Euro zone inflation has fallen sharply from a peak of 10.6% in October 2022 to 1.7% in January, with the European Central Bank (ECB) saying its monetary policy response helped bring price growth back towards its 2% target.
Christine Lagarde, the ECB President, told the European Parliament’s economic and monetary affairs committee in Brussels on 26 February 2026 that inflation “fluctuated in a narrow range around 2%” in the second half of last year before easing at the start of this year.
The euro area economy was estimated to have grown by 0.3% in the final quarter of last year and by 1.5% across 2025, which was higher than projections made at the start of that year, according to the speech.
Domestic demand drove growth late last year, with services — particularly information and communication — playing a key role, while manufacturing was weaker and construction was “gradually gaining momentum”, Lagarde said.
The ECB kept its three key interest rates unchanged at its monetary policy meeting earlier this month because it still expects inflation to stabilise at 2% in the medium term, she added.
Lagarde said the ECB would take a “data-dependent” and “meeting-by-meeting” approach to future rate decisions and was “not pre-committing” to a particular path for interest rates.
Why people feel inflation is higher
Many citizens still think prices are rising faster than official figures suggest, even as inflation falls, Lagarde told MEPs.

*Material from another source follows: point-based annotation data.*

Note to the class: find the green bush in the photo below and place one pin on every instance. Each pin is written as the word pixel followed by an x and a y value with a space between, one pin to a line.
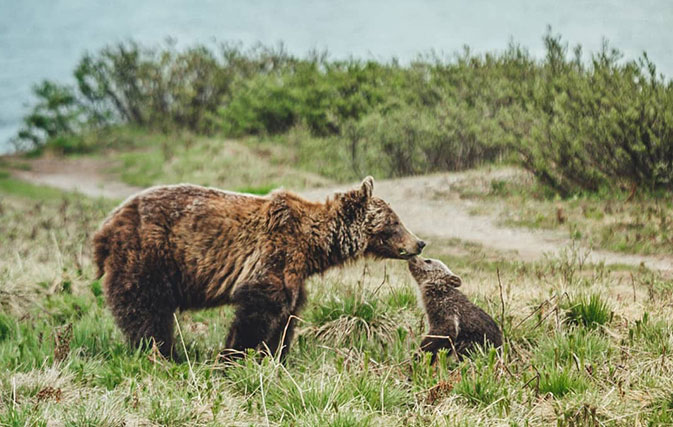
pixel 577 127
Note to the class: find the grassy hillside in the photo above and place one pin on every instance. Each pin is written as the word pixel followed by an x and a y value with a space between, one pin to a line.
pixel 584 344
pixel 579 126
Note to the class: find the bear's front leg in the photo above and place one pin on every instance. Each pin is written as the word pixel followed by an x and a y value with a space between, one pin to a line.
pixel 262 310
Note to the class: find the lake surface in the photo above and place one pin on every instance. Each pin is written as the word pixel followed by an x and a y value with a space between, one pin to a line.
pixel 44 39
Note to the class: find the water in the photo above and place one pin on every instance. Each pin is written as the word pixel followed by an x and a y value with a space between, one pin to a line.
pixel 44 39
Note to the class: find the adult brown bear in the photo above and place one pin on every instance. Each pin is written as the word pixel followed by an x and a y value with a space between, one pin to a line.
pixel 189 247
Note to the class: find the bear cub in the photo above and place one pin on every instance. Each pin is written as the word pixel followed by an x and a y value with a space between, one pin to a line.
pixel 450 313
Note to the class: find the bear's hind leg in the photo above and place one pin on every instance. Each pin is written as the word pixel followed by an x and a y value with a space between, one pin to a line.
pixel 140 313
pixel 148 327
pixel 262 310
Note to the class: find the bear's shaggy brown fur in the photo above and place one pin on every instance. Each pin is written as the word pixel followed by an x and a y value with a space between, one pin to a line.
pixel 450 313
pixel 189 247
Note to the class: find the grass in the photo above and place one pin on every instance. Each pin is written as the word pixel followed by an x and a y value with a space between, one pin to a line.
pixel 242 165
pixel 640 223
pixel 585 344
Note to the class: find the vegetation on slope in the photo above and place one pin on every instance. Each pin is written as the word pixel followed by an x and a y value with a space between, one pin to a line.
pixel 577 126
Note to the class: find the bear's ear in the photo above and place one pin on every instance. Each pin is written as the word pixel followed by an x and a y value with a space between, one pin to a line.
pixel 367 187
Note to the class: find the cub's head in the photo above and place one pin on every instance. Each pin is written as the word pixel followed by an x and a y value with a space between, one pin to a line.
pixel 385 235
pixel 432 272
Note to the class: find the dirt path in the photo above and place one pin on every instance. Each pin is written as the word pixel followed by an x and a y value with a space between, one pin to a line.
pixel 84 175
pixel 413 198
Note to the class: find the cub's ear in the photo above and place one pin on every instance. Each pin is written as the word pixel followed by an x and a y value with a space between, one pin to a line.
pixel 367 187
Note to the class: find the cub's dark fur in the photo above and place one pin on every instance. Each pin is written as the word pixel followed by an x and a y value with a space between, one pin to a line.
pixel 450 313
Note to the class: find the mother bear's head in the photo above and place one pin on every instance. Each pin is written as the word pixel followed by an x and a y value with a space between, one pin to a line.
pixel 385 234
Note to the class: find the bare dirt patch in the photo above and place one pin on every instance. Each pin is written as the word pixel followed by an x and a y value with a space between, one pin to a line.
pixel 425 204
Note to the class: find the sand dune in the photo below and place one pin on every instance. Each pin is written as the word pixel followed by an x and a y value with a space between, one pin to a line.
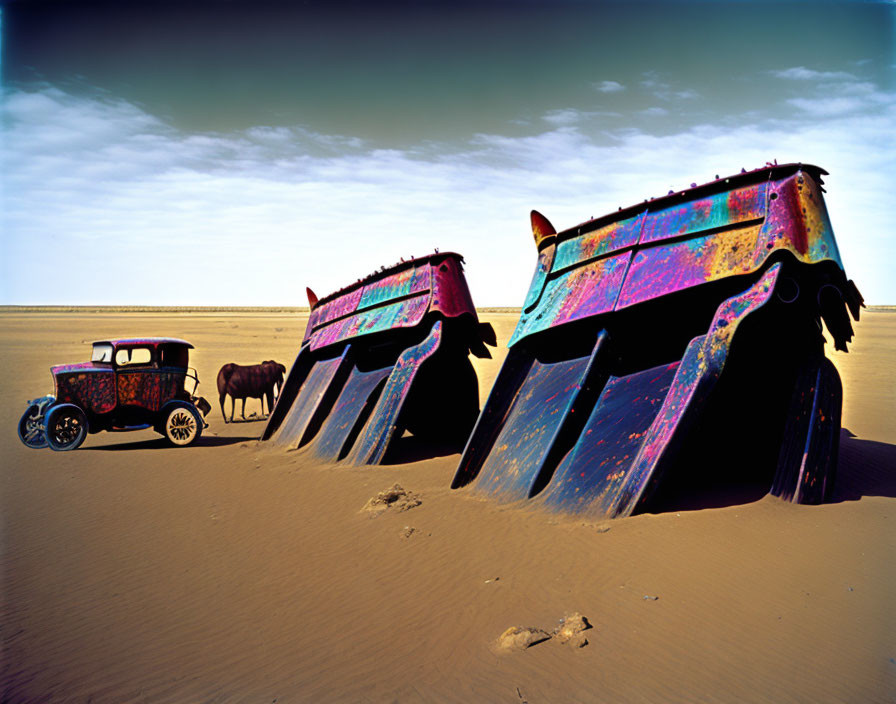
pixel 227 572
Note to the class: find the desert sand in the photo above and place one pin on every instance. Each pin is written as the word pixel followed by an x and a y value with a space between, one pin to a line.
pixel 227 572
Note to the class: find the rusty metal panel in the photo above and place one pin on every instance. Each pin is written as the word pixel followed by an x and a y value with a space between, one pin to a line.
pixel 719 210
pixel 582 292
pixel 373 346
pixel 695 298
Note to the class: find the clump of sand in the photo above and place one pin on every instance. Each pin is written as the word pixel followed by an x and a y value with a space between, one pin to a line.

Perceived inflation — what people believe has happened to prices — has on average been 1.2 percentage points higher than measured inflation since the ECB’s Consumer Expectations Survey began in April 2020, the speech said.

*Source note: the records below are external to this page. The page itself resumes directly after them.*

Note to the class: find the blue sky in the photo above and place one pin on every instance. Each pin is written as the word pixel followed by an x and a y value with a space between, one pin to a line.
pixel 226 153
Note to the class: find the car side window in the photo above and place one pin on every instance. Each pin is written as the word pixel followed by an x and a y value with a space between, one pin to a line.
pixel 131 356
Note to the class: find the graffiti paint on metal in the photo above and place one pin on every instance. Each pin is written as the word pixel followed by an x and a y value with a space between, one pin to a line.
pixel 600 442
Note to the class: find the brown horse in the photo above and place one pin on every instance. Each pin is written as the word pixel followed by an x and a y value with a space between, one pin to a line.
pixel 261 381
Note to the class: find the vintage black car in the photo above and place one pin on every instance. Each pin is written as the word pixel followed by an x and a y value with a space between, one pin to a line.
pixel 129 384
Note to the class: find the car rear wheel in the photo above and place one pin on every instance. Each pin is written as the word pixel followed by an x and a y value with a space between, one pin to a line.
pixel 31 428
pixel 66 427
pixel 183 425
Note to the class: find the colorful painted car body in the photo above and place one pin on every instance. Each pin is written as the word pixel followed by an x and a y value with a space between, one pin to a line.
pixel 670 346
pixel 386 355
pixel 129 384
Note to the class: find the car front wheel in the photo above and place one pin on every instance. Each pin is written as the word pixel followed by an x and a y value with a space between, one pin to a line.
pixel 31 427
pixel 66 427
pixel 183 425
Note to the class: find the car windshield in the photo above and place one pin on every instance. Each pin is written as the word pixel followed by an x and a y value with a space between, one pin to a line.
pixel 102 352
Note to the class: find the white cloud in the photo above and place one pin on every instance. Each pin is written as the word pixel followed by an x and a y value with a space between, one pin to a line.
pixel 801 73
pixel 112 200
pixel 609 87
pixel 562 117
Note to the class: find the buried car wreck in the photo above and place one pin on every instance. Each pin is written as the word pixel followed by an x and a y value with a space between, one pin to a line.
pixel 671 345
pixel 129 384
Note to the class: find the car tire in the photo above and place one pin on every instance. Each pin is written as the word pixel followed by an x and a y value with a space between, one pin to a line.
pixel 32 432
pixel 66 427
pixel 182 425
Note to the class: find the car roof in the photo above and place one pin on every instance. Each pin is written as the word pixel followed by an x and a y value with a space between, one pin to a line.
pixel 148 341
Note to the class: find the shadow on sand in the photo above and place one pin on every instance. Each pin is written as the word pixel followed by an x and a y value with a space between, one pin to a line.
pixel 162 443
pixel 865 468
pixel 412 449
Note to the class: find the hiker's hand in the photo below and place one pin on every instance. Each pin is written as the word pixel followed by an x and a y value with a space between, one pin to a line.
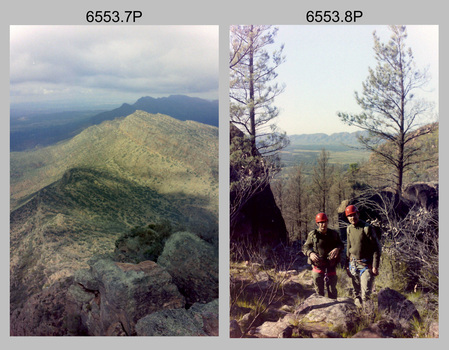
pixel 314 258
pixel 334 253
pixel 348 272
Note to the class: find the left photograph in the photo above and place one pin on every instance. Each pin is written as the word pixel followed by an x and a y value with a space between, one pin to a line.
pixel 114 180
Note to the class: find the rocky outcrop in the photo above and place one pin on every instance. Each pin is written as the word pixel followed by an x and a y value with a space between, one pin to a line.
pixel 392 316
pixel 199 320
pixel 193 264
pixel 43 314
pixel 259 220
pixel 111 297
pixel 395 305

Perceptions are shaped by personal shopping habits, with prices for frequently bought items carrying more weight than the broader consumer basket used in official inflation measures, Lagarde said, adding that food price trends are particularly relevant.
Food inflation has been above the euro area’s headline inflation rate — measured by the Harmonised Index of Consumer Prices (HICP), the standard yardstick across EU countries — since mid-2022, according to her remarks.
Lagarde also said people tend to focus more on price rises than price falls of the same size, and that heightened uncertainty, including around geopolitics and trade policies, and sustained media attention can amplify people’s experience of inflation.
The ECB has worked to make its communication more accessible following its 2021 strategy review, including by explaining policies in simpler terms and increasing its presence on digital platforms, Lagarde said, adding that the ECB publishes explainer videos through its “Espresso Economics” YouTube channel.